REPUBLIKA.CO.ID, JAKARTA -- Direktur PT Dua Putera Perkasa Pratama (PT DPPP) Suharjito mengakui, adanya pemberian komitmen fee untuk memuluskan perizinan ekspor benih lobster atau benur. Hal itu disampaikan Suharjito dalam sidang lanjutan perkara atas dirinya terkait suap izin ekspor benih lobster atau benur, Rabu (24/3).
Agenda sidang lanjutan ini adalah mendengarkan keterangan ahli yang meringankannya. Dalam persidangan, Suharjito menyebut dirinya menghadapi masalah saat pengurusan izin ekspor di era kepemimpinan Edhy Prabowo sebagai Menteri Kelautan dan Perikanan.
"Dalam perjalanan permohonan izin 4 Mei hingga 18 Juni baru ada (izin), kami ini sudah paham budidaya, tapi kami alami kesulitan dalam urusan izin," ujar Suharjito.
Lantaran menemui kendala, dia pun memerintahkan anak buahnya yang bernama Agus untuk menanyakan hal kendala tersebut ke Dirjen Budidaya. Hingga akhirnya diketahui jika salah satu faktor tak keluarnya izin yakni komitmen fee.
"Saudara Agus nanya ke Dirjen Budidaya, (katanya) tanyakan Stafsus, disitulah ada letak komitmen yang harus disampaikan ke saya uang, disampaikan Saudara Agus kisaran Rp 5 miliar bisa dicicil," kata Suharjito.
Suharjito pun menyerahkan komitmen fee sebesar 77 ribu dolar AS "Akhirnya saya membayar komitmen itu 77 ribu dolar AS yang disampaikan Agus. Saya cicil, 77 ribu dolar AS sama dengan Rp 1 miliar," kata Suharjito
Suharjito didakwa memberikan suap kepada Edhy sebesar 103 ribu dollar AS dan Rp 706 juta. Dalam dakwaan disebutkan, Suharjito menyuap Edhy Prabowo melalui Safri dan Andreau Misanta Pribadi selaku staf khusus Menteri Kelautan dan Perikanan (KP), Amiril Mukminin selaku sekretaris pribadi Edhy Prabowo, Ainul Faqih selaku staf pribadi Iis Rosita Dewi yang merupakan anggota DPR sekaligus istri Edhy Prabowo, dan Siswandi Pranoto Loe selaku Komisaris PT. Perishable Logistics Indonesia (PT. PLI) sekaligus Pendiri PT. Aero Citra Kargo (PT. ACK). Suap diberikan Suharjito guna mempercepat persetujuan perizinan ekspor benih lobster atau benur di KKP tahun anggaran 2020. Disebutkan dalam dakwaan, uang suap digunakan oleh Edhy dan istrinya untuk kepentingan pribadi.
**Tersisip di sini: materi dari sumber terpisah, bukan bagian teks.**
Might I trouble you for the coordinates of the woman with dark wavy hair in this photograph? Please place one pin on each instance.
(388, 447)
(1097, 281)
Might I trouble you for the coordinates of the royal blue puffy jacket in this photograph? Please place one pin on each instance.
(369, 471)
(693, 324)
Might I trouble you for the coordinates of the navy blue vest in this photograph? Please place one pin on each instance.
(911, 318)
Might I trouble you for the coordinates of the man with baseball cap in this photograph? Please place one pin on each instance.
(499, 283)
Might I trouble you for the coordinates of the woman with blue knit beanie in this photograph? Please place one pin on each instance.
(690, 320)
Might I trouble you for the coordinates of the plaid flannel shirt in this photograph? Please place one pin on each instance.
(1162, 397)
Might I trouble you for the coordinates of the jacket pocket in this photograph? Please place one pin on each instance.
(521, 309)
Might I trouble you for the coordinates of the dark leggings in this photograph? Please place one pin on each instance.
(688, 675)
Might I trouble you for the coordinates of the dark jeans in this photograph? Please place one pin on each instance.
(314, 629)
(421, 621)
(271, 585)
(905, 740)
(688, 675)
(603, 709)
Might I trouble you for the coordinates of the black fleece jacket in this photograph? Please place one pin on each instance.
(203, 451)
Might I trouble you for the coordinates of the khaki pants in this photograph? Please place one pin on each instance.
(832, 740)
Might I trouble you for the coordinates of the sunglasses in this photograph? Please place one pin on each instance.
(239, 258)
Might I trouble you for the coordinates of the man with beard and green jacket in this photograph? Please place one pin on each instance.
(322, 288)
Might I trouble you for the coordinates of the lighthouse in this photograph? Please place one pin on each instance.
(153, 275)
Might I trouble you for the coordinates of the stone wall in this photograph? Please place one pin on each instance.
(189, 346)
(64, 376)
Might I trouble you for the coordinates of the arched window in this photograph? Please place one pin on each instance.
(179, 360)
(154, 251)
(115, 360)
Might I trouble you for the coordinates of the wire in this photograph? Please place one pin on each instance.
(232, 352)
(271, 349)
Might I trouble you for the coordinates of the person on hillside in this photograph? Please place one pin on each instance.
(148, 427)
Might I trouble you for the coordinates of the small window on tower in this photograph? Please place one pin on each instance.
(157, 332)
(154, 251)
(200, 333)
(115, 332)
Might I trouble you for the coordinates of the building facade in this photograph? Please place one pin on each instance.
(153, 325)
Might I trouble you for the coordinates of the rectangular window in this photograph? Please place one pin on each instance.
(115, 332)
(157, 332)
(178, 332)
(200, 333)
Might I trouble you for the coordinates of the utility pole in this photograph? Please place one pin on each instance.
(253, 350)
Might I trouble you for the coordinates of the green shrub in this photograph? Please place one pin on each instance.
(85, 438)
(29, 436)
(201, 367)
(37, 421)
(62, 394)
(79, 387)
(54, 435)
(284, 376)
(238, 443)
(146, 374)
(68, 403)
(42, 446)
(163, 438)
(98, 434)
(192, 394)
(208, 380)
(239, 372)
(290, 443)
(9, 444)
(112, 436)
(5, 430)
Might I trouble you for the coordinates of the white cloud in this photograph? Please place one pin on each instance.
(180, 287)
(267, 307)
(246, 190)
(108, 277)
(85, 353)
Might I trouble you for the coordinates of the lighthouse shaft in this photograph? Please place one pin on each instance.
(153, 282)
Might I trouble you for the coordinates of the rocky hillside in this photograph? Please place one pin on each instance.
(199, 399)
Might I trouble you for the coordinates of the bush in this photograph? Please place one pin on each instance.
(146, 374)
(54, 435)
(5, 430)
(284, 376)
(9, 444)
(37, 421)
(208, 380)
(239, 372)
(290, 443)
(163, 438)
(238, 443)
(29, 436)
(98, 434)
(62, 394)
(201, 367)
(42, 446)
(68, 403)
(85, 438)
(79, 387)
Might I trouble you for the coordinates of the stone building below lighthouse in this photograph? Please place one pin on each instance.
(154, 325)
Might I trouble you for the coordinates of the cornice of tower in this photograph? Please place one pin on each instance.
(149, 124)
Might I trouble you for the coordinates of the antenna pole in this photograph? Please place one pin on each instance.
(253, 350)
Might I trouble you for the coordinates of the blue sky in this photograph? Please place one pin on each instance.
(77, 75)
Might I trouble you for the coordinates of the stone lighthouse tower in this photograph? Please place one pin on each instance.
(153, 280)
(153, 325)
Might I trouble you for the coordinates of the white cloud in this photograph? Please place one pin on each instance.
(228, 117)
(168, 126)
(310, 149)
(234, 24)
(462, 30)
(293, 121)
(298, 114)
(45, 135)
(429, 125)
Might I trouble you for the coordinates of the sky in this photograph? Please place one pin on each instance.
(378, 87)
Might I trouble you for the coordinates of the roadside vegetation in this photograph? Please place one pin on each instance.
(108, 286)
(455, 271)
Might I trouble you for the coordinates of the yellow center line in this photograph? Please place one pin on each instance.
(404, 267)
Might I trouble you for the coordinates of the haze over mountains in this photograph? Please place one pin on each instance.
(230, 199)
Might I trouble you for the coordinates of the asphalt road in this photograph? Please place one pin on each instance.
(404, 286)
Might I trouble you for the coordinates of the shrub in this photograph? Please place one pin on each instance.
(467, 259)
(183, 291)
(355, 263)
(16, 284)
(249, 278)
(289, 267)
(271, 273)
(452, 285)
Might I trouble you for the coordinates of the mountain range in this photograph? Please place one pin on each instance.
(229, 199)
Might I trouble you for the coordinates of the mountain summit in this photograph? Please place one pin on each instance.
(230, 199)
Suharjito didakwa dengan Pasal 5 ayat (1) huruf a atau Pasal 13 Undang-Undang Republik Indonesia Nomor 31 Tahun 1999 tentang Pemberantasan Tindak Pidana Korupsi sebagaimana telah diubah dengan Undang-Undang Republik Indonesia Nomor 20 Tahun 2001 tentang Perubahan Atas Undang-Undang Nomor 31 Tahun 1999 tentang Pemberantasan Tindak Pidana Korupsi juncto Pasal 64 ayat (1) KUHPidana.